Началась весна, и бабка экономила дрова, топила мало. И сама не отогревалась как следует, и Тимофею хотелось, чтоб хоть раз разомлели по-настоящему от тепла его старые кости. Когда бабка Анна ложилась спать, он забирался к ней на кровать и приваливался к ее боку. Кровь у обоих почти уже не грела, но все же несколько теплее становилось и коту и старухе.
И вот однажды ночью Тимофей почувствовал во сне, что от бабки Анны через одеяло идет не тепло, а холод, и проснулся, дрожа от озноба и тревоги. Он поцарапал там, где было под одеялом ее плечо, но бабка, обычно очень чуткая, даже не пошевелилась. Тогда Тимофей коснулся носом ее лица и сразу же понял: она больше не встанет с кровати, она умерла.
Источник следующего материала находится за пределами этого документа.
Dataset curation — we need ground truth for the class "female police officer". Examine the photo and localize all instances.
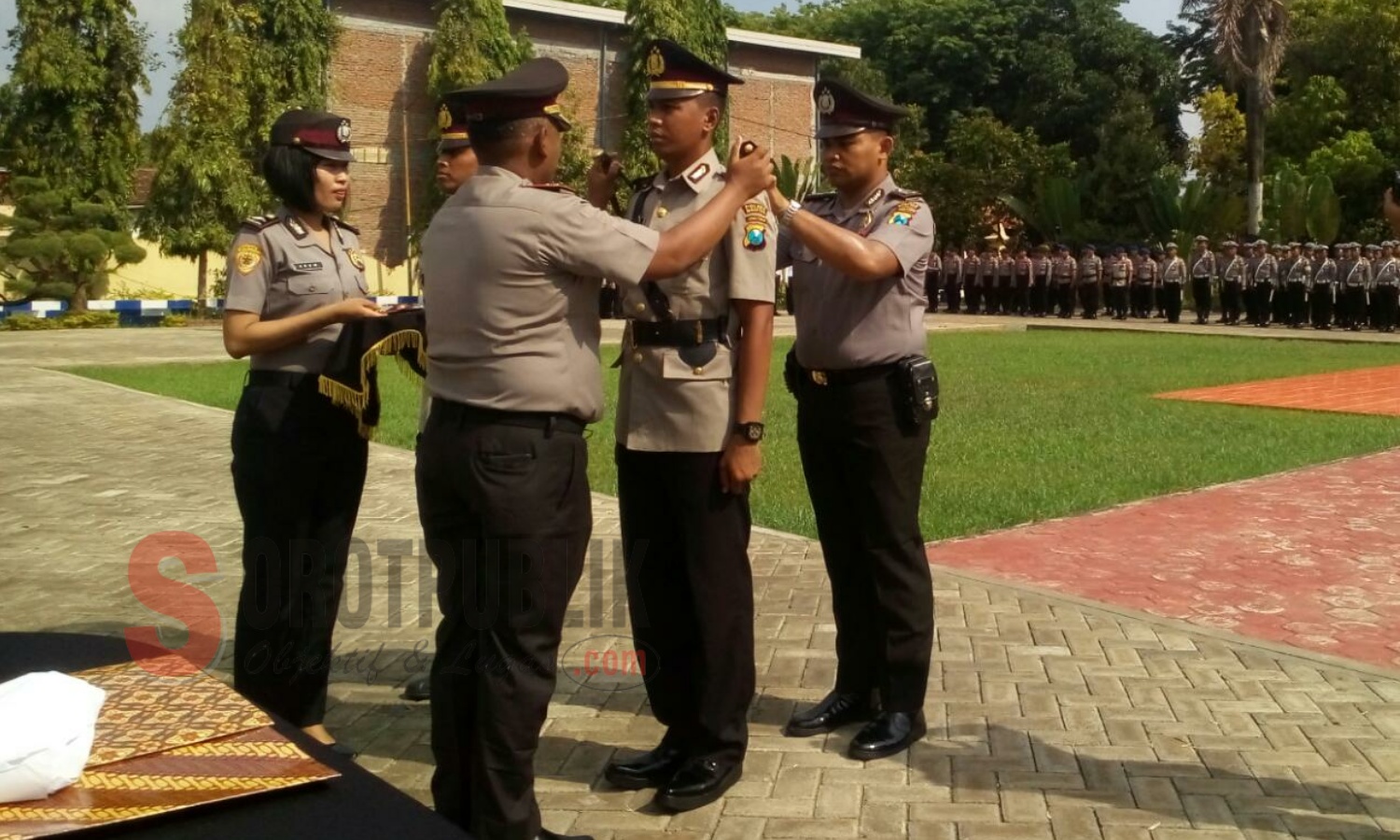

Тимофей долго сидел возле нее в темноте, вспоминал, как они жили столько лет душа в душу, старели вместе, как бабка Анна делилась с ним последним куском.
«Конечно, – думал он, – была бы у нее еще хоть какая-нибудь поддержка, хоть какой-либо дед завалящий. А то чего от меня – ни дрова я пилить-колоть не могу, ни доску приколотить к изгороди. Крыс-мышей ловить умел, это – да, поговорить со мною любила, а в целом-то мало я тебе помогал, ох мало, дорогая ты моя бабка Анна…»
И кот Тимофей заплакал. Плакать как и говорить, в открытую, по-человечески он не умел, плакал у себя внутри. Лег рядом с бабкой Анной, положил голову на лапы, и слезы текли у него в душе, долго не останавливались.
Потом наступил рассвет, и Тимофей начал пересиливать свое горе – предстояло решить, как быть дальше. Дверь закрыта, самому ее не открыть, а сообщить кому-то о смерти бабки Анны надо. Кому сообщить? Лучше, пожалуй, соседке бабке Любе. Но вот как сообщить?
Он еще раз посмотрел задумчиво в холодное лицо хозяйки и спрыгнул с кровати, пошел на кухню. Попробовал открыть дверь – потерся что было сил об нее спиной, на задних лапах даже приподнял, налегая, однако ничего не помогло. Тимофей посмотрел на окно – зимняя рама была еще не выставлена. Но форточка в ней оказалась открытой внутрь. «Во, – подумал Тимофей, – здесь надо попробовать. В молодости, помнится, не раз выпрыгивал наружу таким образом.»
От горя и отчаяния в нем прибыло силы, и Тимофей вскочил на стол, а оттуда скаканул в форточку, зацепился за узенький переплет. Потом, устроившись поудобней, толкнул внешнюю форточку лапой, и она сразу же открылась. «Слава тебе, Господи, – малость отлегло от сердца, – повезло». Он осторожно, тормозя когтями по стеклу, спрыгнул во двор, побежал к забору. Там невысоко между доской забора и чуланом бабки Любы был давний знакомый лаз, и Тимофей довольно легко преодолел его, оказался в соседнем дворе.
И тут только понял, что еще слишком рано, что бабка люба, которая тоже живет одна, причем даже без кота, без кошки, наверно еще спит. Тимофей тяжко поднялся на крылечко, сел у двери и стал ждать, с тоскою глядя в туманное весеннее небо. Где-то в следующем дворе раздался угрожающий вопль кота, ему ответил другой, некоторое время спустя, послышался вдалеке третий, искаженный страстью, похожий на голос человеческого ребенка.
«Гуляют мужики, – подумал Тимофей. – Одна любовь у них на уме, на все им сейчас наплевать. А тот, дальний, похоже, Виктора Дремова кот – правнук мой, кажись, в голосе чувствуется мое. Да-а, молодость… Тоже… было когда-то… А теперь вон какими приходится заниматься делами…»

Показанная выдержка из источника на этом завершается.